Academic Editor: Constantinos Giaginis

Copyright © 2016 Carlos Antônio Trindade-da-Silva et al. This is an open access article distributed under the Creative Commons Attribution License, which permits unrestricted use, distribution, and reproduction in any medium, provided the original work is properly cited.

Abstract

The cyclopentenone prostaglandin 15-deoxy-Δ12,14-prostaglandin J2 (15d-PGJ2) is a natural ligand of peroxisome proliferator-activated receptor gamma (PPAR-γ) and a potential mediator of apoptosis in cancer cells. In the present study, we evaluated the effect of 15d-PGJ2 in human thyroid papillary carcinoma cells (TPC-1) using different doses of 15d-PGJ2 (0.6 to 20 μM) to determine IC50 (9.3 μM) via the MTT assay. The supernatant culture medium of the TPC-1 cells that was treated either with 15d-PGJ2 or with vehicle (control) for 24 hours was assessed for IL-6 secretion via CBA assay.

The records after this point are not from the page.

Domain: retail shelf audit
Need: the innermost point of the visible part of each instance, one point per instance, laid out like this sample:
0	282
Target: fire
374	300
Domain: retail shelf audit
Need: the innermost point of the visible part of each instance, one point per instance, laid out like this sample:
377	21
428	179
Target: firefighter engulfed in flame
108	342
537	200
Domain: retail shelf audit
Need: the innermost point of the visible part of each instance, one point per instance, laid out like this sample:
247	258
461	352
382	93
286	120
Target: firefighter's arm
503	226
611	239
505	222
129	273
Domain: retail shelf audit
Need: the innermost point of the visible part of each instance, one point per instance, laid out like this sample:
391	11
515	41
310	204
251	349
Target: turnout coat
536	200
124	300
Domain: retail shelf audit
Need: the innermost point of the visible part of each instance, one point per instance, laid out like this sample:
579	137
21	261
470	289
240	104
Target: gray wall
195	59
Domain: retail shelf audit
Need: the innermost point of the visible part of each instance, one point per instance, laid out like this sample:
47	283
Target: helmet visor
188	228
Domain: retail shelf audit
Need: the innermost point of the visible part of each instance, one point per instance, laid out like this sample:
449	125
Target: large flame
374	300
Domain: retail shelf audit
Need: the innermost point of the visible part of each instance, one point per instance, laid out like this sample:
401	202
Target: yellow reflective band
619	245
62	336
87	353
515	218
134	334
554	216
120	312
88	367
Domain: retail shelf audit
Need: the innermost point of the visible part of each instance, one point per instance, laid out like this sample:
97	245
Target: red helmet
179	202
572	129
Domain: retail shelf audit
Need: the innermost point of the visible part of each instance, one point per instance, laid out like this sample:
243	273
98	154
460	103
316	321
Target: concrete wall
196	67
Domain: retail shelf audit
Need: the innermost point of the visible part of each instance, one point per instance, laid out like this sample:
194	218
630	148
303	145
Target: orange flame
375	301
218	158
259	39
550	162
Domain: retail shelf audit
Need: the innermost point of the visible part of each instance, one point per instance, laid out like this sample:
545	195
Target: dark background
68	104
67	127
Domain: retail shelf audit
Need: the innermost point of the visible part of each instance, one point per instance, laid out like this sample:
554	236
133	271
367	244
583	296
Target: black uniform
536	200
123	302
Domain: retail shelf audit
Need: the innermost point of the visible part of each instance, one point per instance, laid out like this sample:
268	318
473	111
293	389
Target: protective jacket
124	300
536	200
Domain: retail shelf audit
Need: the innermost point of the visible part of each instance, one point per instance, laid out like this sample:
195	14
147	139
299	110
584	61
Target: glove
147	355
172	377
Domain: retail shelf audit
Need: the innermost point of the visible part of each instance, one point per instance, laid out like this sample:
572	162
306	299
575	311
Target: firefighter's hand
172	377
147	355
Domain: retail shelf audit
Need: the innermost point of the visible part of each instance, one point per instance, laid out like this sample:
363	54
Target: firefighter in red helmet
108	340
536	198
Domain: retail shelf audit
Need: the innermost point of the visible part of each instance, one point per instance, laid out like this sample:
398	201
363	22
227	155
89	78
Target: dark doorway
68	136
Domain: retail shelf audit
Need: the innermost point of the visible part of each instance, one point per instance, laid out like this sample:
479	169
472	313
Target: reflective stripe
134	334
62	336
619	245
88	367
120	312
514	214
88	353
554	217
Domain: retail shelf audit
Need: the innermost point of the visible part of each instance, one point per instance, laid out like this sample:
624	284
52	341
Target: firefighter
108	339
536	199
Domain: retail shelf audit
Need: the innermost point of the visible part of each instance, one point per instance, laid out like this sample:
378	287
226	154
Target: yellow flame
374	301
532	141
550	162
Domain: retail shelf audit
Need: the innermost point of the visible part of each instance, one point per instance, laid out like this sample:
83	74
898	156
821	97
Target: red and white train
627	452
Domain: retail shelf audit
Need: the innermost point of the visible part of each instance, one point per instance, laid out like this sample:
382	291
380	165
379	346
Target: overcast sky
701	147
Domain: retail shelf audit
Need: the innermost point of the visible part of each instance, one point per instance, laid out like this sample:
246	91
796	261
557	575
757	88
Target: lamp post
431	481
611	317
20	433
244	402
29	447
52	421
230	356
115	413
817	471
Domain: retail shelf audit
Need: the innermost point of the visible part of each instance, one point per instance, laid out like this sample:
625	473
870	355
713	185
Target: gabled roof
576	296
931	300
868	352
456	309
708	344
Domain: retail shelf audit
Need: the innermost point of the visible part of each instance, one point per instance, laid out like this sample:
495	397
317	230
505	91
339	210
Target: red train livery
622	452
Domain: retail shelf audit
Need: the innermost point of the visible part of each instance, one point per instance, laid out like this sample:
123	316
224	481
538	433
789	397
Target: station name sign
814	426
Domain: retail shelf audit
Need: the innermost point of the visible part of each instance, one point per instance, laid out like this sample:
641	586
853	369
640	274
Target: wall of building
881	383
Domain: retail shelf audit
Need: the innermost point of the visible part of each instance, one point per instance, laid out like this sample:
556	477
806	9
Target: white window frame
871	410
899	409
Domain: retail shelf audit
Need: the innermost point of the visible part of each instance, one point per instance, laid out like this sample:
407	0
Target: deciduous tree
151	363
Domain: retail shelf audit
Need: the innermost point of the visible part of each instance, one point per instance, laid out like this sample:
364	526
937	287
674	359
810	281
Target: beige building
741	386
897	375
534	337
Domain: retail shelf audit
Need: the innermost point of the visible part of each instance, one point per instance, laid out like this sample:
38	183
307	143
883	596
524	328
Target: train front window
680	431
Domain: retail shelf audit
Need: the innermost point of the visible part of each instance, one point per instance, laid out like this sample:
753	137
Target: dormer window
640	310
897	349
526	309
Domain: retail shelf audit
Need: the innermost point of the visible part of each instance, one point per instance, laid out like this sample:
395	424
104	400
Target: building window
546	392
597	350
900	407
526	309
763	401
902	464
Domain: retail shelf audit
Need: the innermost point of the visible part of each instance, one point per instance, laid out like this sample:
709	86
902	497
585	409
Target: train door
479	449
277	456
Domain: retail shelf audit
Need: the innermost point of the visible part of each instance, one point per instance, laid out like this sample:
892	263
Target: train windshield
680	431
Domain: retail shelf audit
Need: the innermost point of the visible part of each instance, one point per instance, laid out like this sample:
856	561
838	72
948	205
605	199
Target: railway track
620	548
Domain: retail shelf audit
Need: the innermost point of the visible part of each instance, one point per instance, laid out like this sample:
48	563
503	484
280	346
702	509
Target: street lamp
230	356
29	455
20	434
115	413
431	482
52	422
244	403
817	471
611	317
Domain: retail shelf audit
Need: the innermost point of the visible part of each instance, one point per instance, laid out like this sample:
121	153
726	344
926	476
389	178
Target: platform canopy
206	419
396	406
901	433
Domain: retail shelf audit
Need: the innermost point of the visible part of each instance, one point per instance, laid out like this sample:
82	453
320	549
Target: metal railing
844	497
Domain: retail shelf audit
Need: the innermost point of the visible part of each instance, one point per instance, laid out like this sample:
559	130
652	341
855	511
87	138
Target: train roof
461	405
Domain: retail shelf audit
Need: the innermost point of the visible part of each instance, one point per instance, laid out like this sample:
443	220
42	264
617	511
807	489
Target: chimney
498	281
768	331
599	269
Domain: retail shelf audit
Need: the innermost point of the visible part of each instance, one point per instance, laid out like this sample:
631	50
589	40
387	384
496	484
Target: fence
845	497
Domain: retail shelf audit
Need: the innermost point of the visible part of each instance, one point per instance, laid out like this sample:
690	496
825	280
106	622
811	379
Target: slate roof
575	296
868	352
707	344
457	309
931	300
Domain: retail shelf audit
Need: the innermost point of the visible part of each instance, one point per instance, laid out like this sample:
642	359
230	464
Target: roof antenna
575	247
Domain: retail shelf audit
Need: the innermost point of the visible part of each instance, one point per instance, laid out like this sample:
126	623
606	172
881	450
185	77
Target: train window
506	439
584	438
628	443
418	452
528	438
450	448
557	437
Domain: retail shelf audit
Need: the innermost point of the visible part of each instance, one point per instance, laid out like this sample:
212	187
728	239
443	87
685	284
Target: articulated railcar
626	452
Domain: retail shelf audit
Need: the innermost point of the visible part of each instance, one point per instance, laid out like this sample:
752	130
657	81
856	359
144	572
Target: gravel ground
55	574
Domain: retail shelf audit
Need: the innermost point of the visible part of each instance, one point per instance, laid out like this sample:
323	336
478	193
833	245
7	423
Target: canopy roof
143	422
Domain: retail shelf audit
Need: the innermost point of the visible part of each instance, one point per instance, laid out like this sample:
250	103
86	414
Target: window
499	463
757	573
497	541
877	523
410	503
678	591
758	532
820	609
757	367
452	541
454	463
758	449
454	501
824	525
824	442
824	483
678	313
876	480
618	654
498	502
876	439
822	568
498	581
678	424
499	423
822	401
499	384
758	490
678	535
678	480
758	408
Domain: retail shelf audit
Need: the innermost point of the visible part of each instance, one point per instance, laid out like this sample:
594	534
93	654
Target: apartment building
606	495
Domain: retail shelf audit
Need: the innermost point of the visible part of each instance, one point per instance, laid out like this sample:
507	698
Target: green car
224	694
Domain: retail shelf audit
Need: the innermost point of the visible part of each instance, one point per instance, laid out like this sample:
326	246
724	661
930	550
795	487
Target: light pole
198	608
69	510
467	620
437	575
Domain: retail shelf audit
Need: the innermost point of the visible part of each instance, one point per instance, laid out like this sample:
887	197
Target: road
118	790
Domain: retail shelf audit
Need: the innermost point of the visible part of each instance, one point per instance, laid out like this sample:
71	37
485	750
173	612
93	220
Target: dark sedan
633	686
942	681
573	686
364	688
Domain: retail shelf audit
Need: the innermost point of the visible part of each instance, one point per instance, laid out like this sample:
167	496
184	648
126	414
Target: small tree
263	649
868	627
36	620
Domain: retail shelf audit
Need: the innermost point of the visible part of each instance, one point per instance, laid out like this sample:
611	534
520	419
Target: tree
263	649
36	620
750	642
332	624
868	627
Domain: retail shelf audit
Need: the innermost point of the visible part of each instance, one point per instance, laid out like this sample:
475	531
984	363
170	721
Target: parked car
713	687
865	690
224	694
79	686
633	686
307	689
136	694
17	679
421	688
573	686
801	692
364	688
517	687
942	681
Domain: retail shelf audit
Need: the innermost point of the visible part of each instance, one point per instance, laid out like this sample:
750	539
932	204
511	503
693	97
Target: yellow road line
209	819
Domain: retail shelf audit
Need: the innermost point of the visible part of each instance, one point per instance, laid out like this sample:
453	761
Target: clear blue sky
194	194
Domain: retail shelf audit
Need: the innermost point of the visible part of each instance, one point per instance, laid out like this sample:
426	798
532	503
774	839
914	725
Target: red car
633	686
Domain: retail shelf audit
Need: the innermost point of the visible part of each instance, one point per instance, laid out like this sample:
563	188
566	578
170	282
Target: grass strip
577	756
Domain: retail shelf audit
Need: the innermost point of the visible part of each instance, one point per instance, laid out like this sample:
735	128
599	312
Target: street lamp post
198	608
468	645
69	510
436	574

RT-qPCR was used to evaluate mRNA expression of IL-6, SOCS1, SOCS3, and STAT3. TPC-1 cells treated with 15d-PGJ2 decreased the secretion and expression of IL-6 and STAT3, while it increased SOCS1 and SOCS3. Overall, we demonstrated that 15d-PGJ2 downregulated IL-6 signaling pathway and led TPC-1 cells into apoptosis. In conclusion, 15d-PGJ2 shows the potential to become a new therapeutic approach for thyroid tumors.